Mais est-ce à dire que, pour autant, le « principe européen » chrétien moderne serait finalement en passe de l’emporter ? Question difficile. Pour tenter de l’instruire, je suggère de revenir un instant aux philosophes, singulièrement à Hegel qui proposait de l’Europe, et du principe européen, une conception, une vision remarquablement consistante. Il y a tout d’abord ce que Hegel appelait « culture au sens européen du mot ». C’est une culture de la liberté, une culture consacrant la liberté de l’individu, l’individu dont l’Europe moderne a, seule, su affirmer « la valeur absolue », et seule encore a reconnu que tous les hommes sont libres, pas seulement un ou quelques-uns. Mais, plus profondément, peut-être, il y a chez Hegel cette intellection moins connue, à propos de ce qu’est l’Europe dans son principe, de ce que signifie l’être-européen. L’intellection originale tient dans cette petite phrase : « En Europe, ce qui compte, c’est cette marche de la vie vers plus loin qu’elle-même ». Cela doit se comprendre en un sens fort : le principe spirituel, vital, de l’Europe, ce qui fait d’elle l’être historique par excellence, ce principe est d’accepter de mourir à une position déterminée, à toute position fixée, toute « positivité », toute identité positivement définie – comme lorsque l’on dit que l’identité européenne, c’est ceci ou cela, ou lorsque l’on propose un inventaire du patrimoine : métaphysique grecque, droit romain, liberté germanique, christianisme, humanisme, rationalisme… Oui, l’Europe est en un sens tout cela, bien qu’à suivre la thèse de Rémi Brague1, elle n’ait elle-même rien inventé proprement, parmi ces éléments de patrimoine, car elle se serait plutôt approprié des héritages qu’elle aurait cultivés, intériorisés, pour ensuite les promouvoir, les transmettre, « civiliser les Barbares » à l’instar des Romains qui assumaient tenir l’essentiel des Grecs, alors que ces derniers prétendaient, quant à eux, tenir l’essentiel de leur propre génie.

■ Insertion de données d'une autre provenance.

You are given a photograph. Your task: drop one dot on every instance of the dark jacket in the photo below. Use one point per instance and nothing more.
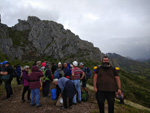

Or, si l’on suit Hegel, l’essentiel, justement, ce qui fait l’essence de l’être-européen, son propre en tant que principe, ce n’est pas exactement, comme le soutenait Rémi Brague, de ne pas avoir de propre. C’est plus exactement de ne jamais – l’expression est de Nietzsche – « se reposer ← 4 | 5 → d’elle-même ». Suivant l’esprit profond du christianisme, dont Hegel estimait qu’il serait mieux servi par sa philosophie que par l’exégèse théologique moderne – suivant l’esprit « vrai » du christianisme, le principe européen se lie à l’inquiétude insatiable de « ce qui est en vérité » ; à quoi les réponses que l’on donne historiquement, positions de conscience ou compréhensions du monde, ne mettront jamais la question au repos. Car, ce qui compte, encore une fois, « c’est cette marche de la vie vers plus loin qu’elle-même » : la quête insatisfaite du vrai, celle qui assume la mort des convictions acquises. Pour Hegel il est clair qu’est véritablement vivant l’esprit qui accepte de mourir à une position, à une identité donnée ; celui qui, sur le moment, accepte le risque réel de tout perdre en matière de certitudes. C’est, disait Hegel dans La Phénoménologie de l’Esprit, le moment du doute (Zweifel) suivi du désespoir (Verzweiflung). Risque suprême sans lequel il n’y aurait pas ce « travail du négatif », qui permet à la conscience de s’éveiller à une vie nouvelle, et cela, d’autant mieux que l’acceptation du « passage » – en langage profane : le consentement aux révisions déchirantes – a été plus total. Mort et Résurrection, par conséquent : tel est le chemin séculier qui, selon Hegel, ferait du principe européen, historique et spirituel de part en part, quelque chose d’unique en son genre, une attestation incarnée de la paradoxale immortalité de l’Esprit qui sait assumer la mort pour trouver la vie.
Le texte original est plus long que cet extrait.